Nos últimos dias os peruanos foram às ruas em gigantescas manifestações contrárias ao golpe da extrema direita herdeira do fujimorismo que derrubou o presidente Martín Vizcarra e após o assassinato de manifestantes que exigiam democracia. No final de semana o povo peruano afastou do governo Manuel Merino e o obrigou a apresentar seu pedido de demissão.

FUJIMORISMO

A indicação de Segasti resultou de uma ampla frente contra o fascismo fujimorista e a bancada da corrupção. Ele obteve 97 votos dos 130 membros do Congresso unicameral.
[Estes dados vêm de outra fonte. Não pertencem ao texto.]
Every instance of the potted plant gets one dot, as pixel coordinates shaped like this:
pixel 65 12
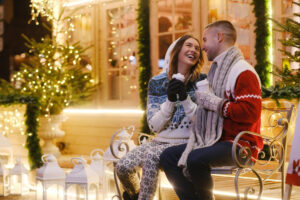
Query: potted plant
pixel 286 91
pixel 58 74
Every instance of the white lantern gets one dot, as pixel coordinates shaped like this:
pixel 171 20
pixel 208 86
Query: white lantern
pixel 50 179
pixel 120 144
pixel 97 164
pixel 82 182
pixel 4 180
pixel 18 178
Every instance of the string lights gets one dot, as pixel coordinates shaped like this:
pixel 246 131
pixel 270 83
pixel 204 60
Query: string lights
pixel 121 45
pixel 54 69
pixel 12 120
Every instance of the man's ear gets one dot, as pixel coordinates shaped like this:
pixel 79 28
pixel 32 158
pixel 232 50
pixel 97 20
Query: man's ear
pixel 220 37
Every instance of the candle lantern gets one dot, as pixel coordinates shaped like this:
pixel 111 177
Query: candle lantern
pixel 97 164
pixel 4 180
pixel 82 182
pixel 18 179
pixel 50 179
pixel 120 143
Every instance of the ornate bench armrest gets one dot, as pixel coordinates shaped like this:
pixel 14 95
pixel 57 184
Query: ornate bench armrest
pixel 276 148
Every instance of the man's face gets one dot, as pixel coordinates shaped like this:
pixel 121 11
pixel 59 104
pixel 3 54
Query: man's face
pixel 210 43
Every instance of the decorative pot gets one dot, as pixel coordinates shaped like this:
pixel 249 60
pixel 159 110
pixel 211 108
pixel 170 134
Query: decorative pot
pixel 50 129
pixel 283 103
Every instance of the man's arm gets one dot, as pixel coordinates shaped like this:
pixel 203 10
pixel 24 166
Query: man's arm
pixel 246 104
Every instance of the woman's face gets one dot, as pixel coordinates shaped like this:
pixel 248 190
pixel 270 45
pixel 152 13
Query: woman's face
pixel 189 53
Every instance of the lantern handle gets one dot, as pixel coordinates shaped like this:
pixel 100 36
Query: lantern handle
pixel 131 130
pixel 95 151
pixel 73 160
pixel 44 157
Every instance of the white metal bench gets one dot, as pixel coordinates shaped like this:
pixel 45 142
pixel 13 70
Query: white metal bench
pixel 272 157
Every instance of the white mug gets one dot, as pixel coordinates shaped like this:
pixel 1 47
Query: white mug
pixel 203 86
Houve 26 votos contra, de fujimoristas e dos mais radicais da coalizão de direita e de deputados acusados de corrupção que apoiaram a curta passagem antipopular de Merino. A direita até o final buscou bombardear uma saída à grave crise política.

A gravidade da situação salta aos olhos: os contaminados pela pandemia de coronavírus se aproximam de um milhão e os mortos já ultrapassam os 35 mil – para uma população de 32 milhões de habitantes -, proporcionalmente, pior do que o Brasil. Cavando ainda mais fundo no poço, no primeiro semestre o PIB peruano caiu 17,4%, um dos piores desempenhos do mundo.
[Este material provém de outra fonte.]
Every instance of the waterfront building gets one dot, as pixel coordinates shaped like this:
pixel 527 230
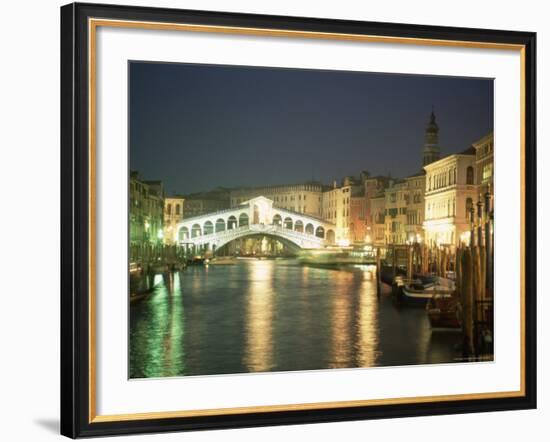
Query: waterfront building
pixel 431 151
pixel 206 202
pixel 357 217
pixel 414 199
pixel 173 214
pixel 146 210
pixel 396 196
pixel 377 218
pixel 375 207
pixel 484 148
pixel 301 198
pixel 451 193
pixel 336 208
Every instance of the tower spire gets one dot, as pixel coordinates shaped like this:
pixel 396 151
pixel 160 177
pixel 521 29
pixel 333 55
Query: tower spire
pixel 431 150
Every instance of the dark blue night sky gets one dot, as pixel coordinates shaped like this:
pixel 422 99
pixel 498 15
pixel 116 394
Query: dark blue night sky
pixel 197 127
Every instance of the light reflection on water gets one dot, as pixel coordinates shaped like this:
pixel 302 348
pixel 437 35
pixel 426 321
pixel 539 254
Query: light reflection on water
pixel 265 315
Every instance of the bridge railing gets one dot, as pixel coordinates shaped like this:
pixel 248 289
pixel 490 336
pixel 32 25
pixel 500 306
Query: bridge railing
pixel 257 228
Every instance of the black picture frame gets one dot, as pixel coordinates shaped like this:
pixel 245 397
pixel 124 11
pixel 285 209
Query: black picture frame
pixel 76 221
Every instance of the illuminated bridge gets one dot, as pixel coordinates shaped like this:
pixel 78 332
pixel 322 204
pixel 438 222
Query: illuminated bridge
pixel 257 216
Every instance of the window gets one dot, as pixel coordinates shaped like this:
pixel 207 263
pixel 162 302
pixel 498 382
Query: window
pixel 487 172
pixel 469 206
pixel 470 175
Ao ser empossado Francisco Sagasti reconheceu que “o que temos visto nos últimos dias nestas manifestações é um poderosíssimo chamado de atenção”. “Não bastou a pandemia, não bastou a crise econômica, não bastaram os problemas de insegurança, tivemos que esperar a morte de dois jovens para que caia sobre nós a gravidade da situação”, assumiu. “Hoje o dia não é de celebração”, acrescentou, homenageando os jovens Inti Sotelo e Jack Bryan Pintado Sánchez, assassinados pela Polícia Nacional do Peru.

O ex-presidente Martín Vizcarra felicitou a Sagasti e frisou que “somente uma pessoa com princípios democráticos poderá dar sustentação à difícil situação do país”.

Para o presidente da Ação Popular, Mesías Guevara, é preciso que “seja conformado um gabinete que garanta a transição e a governabilidade com base em uma agenda consensuada”.

A candidata do movimento Novo Peru (NP), Verónika Mendoza, comemorou que “a mobilização cidadã tenha conseguido tirar Merino e instalar um governo de transição, bem como uma direção parlamentar sem golpistas nem corruptos”. Como denunciou a psicóloga, antropóloga e professora, “faz muitíssimo tempo que não víamos no Peru tal nível de repressão e de abuso policial”.

MUDANÇA

Verónika defendeu a necessidade de uma mudança profunda no Estado peruano, lembrando que “todos nossos ex-presidentes eleitos depois da ditadura fujimorista (1990-2000) estão processados por corrupção. Um fugiu para o estrangeiro, o outro se suicidou para eludir a Justiça, e são numerosos os governadores e magistrados do poder judiciário que também estão processados por corrupção ou por vínculos com o narcotráfico e toda sorte de máfias”. “Isto somado ao fato de que a pandemia revelou com muita crueza até que ponto o nosso Estado estava decrépito, incapaz de garantir as mínimas condições de saúde, de educação e de aposentadorias dignas. Cada vez mais o povo peruano foi tomando consciência de que não se trata somente de mudar de pessoas, mas que se necessitam mudanças de fundo”.

“Derrotamos o golpismo corrupto que pretendia assaltar o Estado e impor um regime ao estilo do fujimontesinismo [mescla de Fujimori e Montesinos, nome do chefe do seu Serviço de Inteligência e assessor presidencial de segurança, responsável pelo assassinato, tortura e desaparecimento forçado de dezenas de milhares de opositores]”, assinalou o Partido Comunista Patria Roja, conclamando os peruanos a seguirem mobilizados por uma “mudança verdadeira que somente será conquistada com uma nova Constituição que consolide um novo modelo econômico com a reforma integral do Estado e uma Pátria para todos e todas”.

DEFESA DA PÁTRIA

O velório do jovem Jack Bryan Pintado Sánchez, de 22 anos, sintetizava nesta segunda-feira o clamor do povo peruano por Justiça. Ao lado do caixão, um cartaz recordava o recado deixado em casa: “Mamãe, sai para defender minha Pátria. Se não regresso, fui com ela”. Jack foi executado à curta distância enquanto exigia seu direito ao protesto contra o governo de Manuel Merino. Foram dez perfurações de chumbo grosso ao total: duas no crânio, duas no rosto, duas no pescoço, duas no tórax e duas no braço.